Why Do Women on the Board Enhance Performance?
The report identifies seven key reasons why greater gender diversity could be correlated with stronger corporate performance:

(1) A signal of a Better Company

    There is a body of research that suggests that appointment of women to the board is a sign that the company is already doing well rather than a signal of greater things to come. The Research Institute's analysis found that it was indeed the larger companies that, to some extent by definition, have already performed well, that were more likely to have women on the board representatives. However, the strong outperformance of companies with women on the board, even in an exclusive comparison of the large caps, suggests there may be other facets to the relationship.

    (2) Greater Effort Across the Board

Evidence suggests that greater team diversity (including gender diversity) can lead to better average performance. Research conducted by Professor Katherine Philips at Columbia University has shown that majority groups improve their own performance in response to minority involvement producing better average outcomes in more diverse environments.

(3) A Better Mix of Leadership Skills
McKinsey and NASA have conducted various studies on leadership skills and have shown that women are particularly good at defining responsibilities clearly as well as being strong on mentoring and coaching employees. Hence, the idea that a degree of gender diversity at the board level would foster a better balance in leadership skills within the company may hold merit.

(4) Access to a Wider Talent Pool
Data from UNESCO shows that by 2010, the proportion of female graduates across the world came to a median average of 54 percent. This compares to a median average of 51 percent female graduates in 2000. The trend towards an even greater proportion of female graduates looks set to continue if female success at primary and secondary school level is any guide. Hence, any company that achieves greater gender diversity is more likely to be able to tap into the widest possible pool of talent that is implicit in these graduation statistics.

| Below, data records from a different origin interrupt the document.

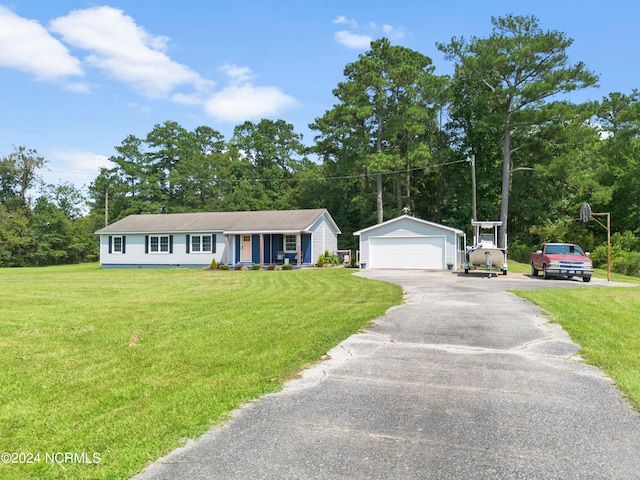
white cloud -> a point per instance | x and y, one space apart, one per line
353 40
75 166
27 46
354 37
392 32
126 51
237 74
342 20
77 87
238 103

(5) A Better Reflection of the Consumer Decision Maker
To the extent that women are responsible for household spending decisions, it makes sense that a corporate board with female representation may enhance the understanding of customer preferences. Not surprisingly, consumer-facing industries already rank among those with the greater proportion of women on the board.

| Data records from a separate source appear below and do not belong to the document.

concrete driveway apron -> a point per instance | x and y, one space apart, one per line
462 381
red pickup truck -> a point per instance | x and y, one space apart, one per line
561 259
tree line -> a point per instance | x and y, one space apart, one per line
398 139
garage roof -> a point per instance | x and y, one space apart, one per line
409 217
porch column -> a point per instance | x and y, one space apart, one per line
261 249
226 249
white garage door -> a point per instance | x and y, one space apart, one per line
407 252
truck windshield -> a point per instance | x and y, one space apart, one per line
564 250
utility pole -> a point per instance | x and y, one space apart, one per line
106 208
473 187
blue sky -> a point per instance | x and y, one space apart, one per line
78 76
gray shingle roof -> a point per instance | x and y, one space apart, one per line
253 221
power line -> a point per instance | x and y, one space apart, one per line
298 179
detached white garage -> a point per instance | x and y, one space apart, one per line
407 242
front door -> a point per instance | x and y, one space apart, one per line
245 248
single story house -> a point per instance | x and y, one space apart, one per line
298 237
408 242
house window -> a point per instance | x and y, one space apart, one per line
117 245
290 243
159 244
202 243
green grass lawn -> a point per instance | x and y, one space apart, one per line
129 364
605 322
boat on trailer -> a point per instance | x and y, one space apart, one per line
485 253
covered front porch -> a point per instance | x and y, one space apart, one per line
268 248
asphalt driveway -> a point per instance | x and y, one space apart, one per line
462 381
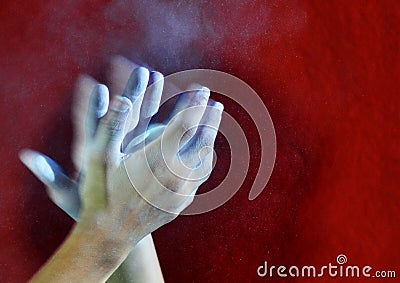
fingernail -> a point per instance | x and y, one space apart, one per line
218 105
120 104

(6) Improved Corporate Governance
There is unusually strong consensus within the academic research that a greater number of women on the board improves performance on corporate and social governance metrics.

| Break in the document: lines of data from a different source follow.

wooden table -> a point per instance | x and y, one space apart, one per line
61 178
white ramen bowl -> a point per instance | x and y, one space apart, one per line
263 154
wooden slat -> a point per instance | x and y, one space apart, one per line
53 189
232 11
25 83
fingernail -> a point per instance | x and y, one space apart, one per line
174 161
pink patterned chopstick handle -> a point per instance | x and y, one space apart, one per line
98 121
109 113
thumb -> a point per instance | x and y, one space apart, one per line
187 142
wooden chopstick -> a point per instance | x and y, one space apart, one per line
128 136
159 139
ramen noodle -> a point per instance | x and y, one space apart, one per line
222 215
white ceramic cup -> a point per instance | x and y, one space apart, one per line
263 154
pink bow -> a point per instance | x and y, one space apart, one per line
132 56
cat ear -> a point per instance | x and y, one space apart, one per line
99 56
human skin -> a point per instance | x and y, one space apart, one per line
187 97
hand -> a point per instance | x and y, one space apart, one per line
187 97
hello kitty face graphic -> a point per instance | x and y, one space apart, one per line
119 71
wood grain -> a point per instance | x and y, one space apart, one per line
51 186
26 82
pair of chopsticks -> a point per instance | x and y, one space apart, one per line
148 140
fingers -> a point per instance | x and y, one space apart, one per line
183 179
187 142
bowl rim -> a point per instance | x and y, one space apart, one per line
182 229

The Research Institute's analysis of the MSCI AC World constituents showed that stocks with women on board are more likely to have lower levels of gearing than their peer group where there are no women on the board. Lower relative debt levels have been a useful determinant of equity market outperformance over the last four years, delivering average outperformance of 2.5 percent per annum over the last 20 years and 6.5 percent per annum over the last four years.

Gender Diversity and Senior Management

Gender diversity within the senior management team has become an increasingly topical issue for three reasons:

  Although the proportion of women at board level generally remains very low, it is changing. On our numbers, only 41 percent of MSCI ACWI stocks had any women on the board at the end of 2005, but this had increased to 59 percent by the end of 2011.
  Government intervention in this area has increased. In the last 5 years, 7 countries have passed legislation mandating female board representation and 8 countries have set non-mandatory targets. China may even add a woman to the powerful nine "man" Standing Committee of the Politburo towards the end of 2012.
  Most interestingly, the debate around the topic has shifted from an issue of fairness and equality to a question of superior performance. If gender diversity on the board implies a greater probability of corporate success then it would make sense to pursue such an objective regardless of any government directive.